12/6/19 - Judge McBride, in a 57-page decision, agreed with the arguments made by the Cincinnati Nature Center and the other plaintiffs in all but one count.   Judge McBride specifically found:

  • That Union Township’s Resolution 2018-52 effectively rezoned the property from R-1 and ER to R-4, and in so doing violated the Union Township Zoning Resolution.
  • That Union Township improperly changed the zoning designation of the Property by failing to follow the procedures set out under Ohio Revised Code Section 519.12.
  • That the Petition for a Writ of Mandamus was granted, ordering the Union Township Board of Trustees to certify the referendum petitions to the Board of Elections.
  • The Court did not find that there was a Constitutional violation. 

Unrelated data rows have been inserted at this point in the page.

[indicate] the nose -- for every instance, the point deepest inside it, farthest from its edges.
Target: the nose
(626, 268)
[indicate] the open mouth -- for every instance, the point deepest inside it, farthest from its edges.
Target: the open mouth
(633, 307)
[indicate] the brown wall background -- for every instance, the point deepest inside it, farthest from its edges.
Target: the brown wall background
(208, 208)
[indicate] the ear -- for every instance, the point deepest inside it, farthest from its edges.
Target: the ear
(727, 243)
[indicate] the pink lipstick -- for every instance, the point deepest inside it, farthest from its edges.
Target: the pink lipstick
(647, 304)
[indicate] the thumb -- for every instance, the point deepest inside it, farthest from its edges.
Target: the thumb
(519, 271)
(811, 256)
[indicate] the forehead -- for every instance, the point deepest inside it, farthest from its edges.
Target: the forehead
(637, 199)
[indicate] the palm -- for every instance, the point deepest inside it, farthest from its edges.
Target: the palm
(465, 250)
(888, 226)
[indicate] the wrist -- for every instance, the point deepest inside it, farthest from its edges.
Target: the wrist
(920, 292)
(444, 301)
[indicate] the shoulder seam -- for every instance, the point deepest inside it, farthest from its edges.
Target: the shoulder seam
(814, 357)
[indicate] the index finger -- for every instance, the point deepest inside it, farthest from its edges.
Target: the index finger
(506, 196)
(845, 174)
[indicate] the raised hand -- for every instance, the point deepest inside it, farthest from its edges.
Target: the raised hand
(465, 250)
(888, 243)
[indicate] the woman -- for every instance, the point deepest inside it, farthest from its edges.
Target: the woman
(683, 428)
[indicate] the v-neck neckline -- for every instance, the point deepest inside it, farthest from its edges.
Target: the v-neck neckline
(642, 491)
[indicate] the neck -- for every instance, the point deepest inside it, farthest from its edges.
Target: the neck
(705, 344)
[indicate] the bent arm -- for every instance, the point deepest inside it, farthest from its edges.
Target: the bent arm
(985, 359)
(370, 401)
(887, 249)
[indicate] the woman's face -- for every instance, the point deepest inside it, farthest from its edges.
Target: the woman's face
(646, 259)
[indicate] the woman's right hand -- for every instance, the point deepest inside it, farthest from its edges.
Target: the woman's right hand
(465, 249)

8/21/19 – Angeleke Sansalone voluntarily dismissed the $20M counterclaim against CNC and the other plaintiffs.

8/12/19 - The U.S. District Court for SW District of Ohio was approached by Sansalone to amend the original Consent Decree to effectively allow the multi-family housing development.  Judge Dlott (the judge who issued the original Consent Decree in 2000) denied this motion to amend and further indicated that she would not intervene in this pending case, indicating that this request constituted a significant change outside the bounds of reasonable amendments to the original Consent Decree.

7/31/19 - Judge McBride heard arguments for a Motion for Summary Judgment on the claim pertaining to the Union Township’s revised development plan (Resolution 2018-52) for Miller Place.

7/1/19 - Judge McBride heard arguments pertaining to CNC’s Motion to Dismiss the Counterclaim for damages against the plaintiffs.

4/15/19 - Angeleke Sansalone, owner of the Miller Place property, filed a counterclaim against Cincinnati Nature Center, the Committee to Protect Avey’s Way and four individuals (Maria Keri, Mark Lutz, Anne Robinson, and Robb Wing) alleging that the lawsuit filed by the Nature Center and the Committee to Protect Avey’s Way on November 27, 2018 entitles her to up to $20 million in damages.

NEXT STEP:  Attorneys for Cincinnati Nature Center and the Committee to Protect Avey’s Way will be filing a motion to dismiss this counterclaim.  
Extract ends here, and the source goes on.